Crude up ahead of stockpiles report
LONDON, September 19, 2017 – Crude oil prices rose back toward the five-month highs seen last week on Tuesday, as investors looked ahead to weekly data from the U.S. on stockpiles of crude and refined products to weigh what the impact of recent storm activity was on supply and demand.
Industry group the American Petroleum Institute is due to release its weekly report at 4:30PM ET (2030GMT).
Official data from the Energy Information Administration will be released Wednesday, amid forecasts for an oil-stock gain of around 2.9 million barrels, which would mark the third weekly increase in a row.
U.S. West Texas Intermediate (WTI) crude futures tacked on 20 cents, or around 0.4%, to $50.55 a barrel by 3:17AM ET (0717GMT), not far from a five-month high of $50.88 touched last Thursday.
Meanwhile, Brent crude futures, the benchmark for oil prices outside the U.S., was up 14 cents, or about 0.3%, to $55.62 a barrel. It traded as high as $55.99 intraday last Thursday, a level last seen since April 17.
Oil prices settled slightly lower on Monday, after posting a roughly 5% gain last week.
Market players looked ahead to a meeting Friday between the Organization of the Petroleum Exporting Countries and other producers regarding a possible extension of production caps.
OPEC and its allies are discussing extending by more than three months the oil production cuts that expire in March 2018, potentially prolonging them well into the second half of next year, according to people familiar with the matter.

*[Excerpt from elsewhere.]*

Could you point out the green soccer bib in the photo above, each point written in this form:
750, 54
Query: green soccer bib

OPEC and other producers, including Russia, have agreed to reduce output by about 1.8 million barrels per day until next March in a bid to reduce global oil inventories and support oil prices.
Elsewhere, gasoline futures were little changed at $1.667 a gallon, while natural gas futures held steady at a four-month peak of $3.147 per million British thermal units.
Traders said they were closely eying the path of Hurricane Maria, another top category Atlantic storm that hit the Caribbean islands on Tuesday, to see whether it would knock out refineries or disrupt shipping to and from the huge U.S. market.